Oui, il est étonnant qu'une aporie s'adjoigne un codicille. Mais il faut considérer Aporie lybienne comme un testament, le témoignage d'un témoin incrédule. Ceci est donc bien un codicille.

Toutes ces considérations oiseuses pour signaler un article de la revue Rolling Stone, qui dévoile qu'une banque, la  Arab Banking Corporation, détenue à 59% par la Banque Centrale de Libye (le pays de l'ogre), a été renfloué par la Réserve fédérale américaine : de décembre 2007 jusqu'à février 2010, la Fed a prêté quasiment à taux zéro (taux descendu jusqu'à 0,25%), un total de 26 milliards de dollars.

Et une semaine après que Obama eût pris, le 25 février dernier, un décret interdisant aux établissements américains toute relation avec des banques libyennes, une décision du Trésor américain exemptait la banque en question, qui a deux succursales aux Etats-Unis.

Cela ne dit rien sur le caractère bon ou mauvais de l'intervention américaine en Libye, mais cela ne contribue pas à rendre ce conflit plus sympathique aux yeux du lecteur.

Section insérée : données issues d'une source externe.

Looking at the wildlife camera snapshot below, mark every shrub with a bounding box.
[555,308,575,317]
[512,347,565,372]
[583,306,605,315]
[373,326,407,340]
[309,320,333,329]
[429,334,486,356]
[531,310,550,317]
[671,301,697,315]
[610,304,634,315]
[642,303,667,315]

Il faut dire aussi que ladite banque, toute libyenne soit-elle, a son siège à Bahrein. Ne pas oublier que là, on a le droit de massacrer des manifestants sans être agacé par Carla Bruni. C'est sans doute grâce à cette inversion des valeurs que quand la Fed a demandé si elle pouvait renflouer la banque ABC, une voix venue du Trésor lui a répondu : "Yes we can !".

 

*

Post scriptum : cette info, selon Matt Taibi, l'auteur de l'article, n'est qu'un fragment. Il s'agit d'un article qui sortira dans 15 jours et listera les institutions et personnalités qui ont été aidées par la Fed pendant la crise. Probable qu'on en entendra parler à nouveau.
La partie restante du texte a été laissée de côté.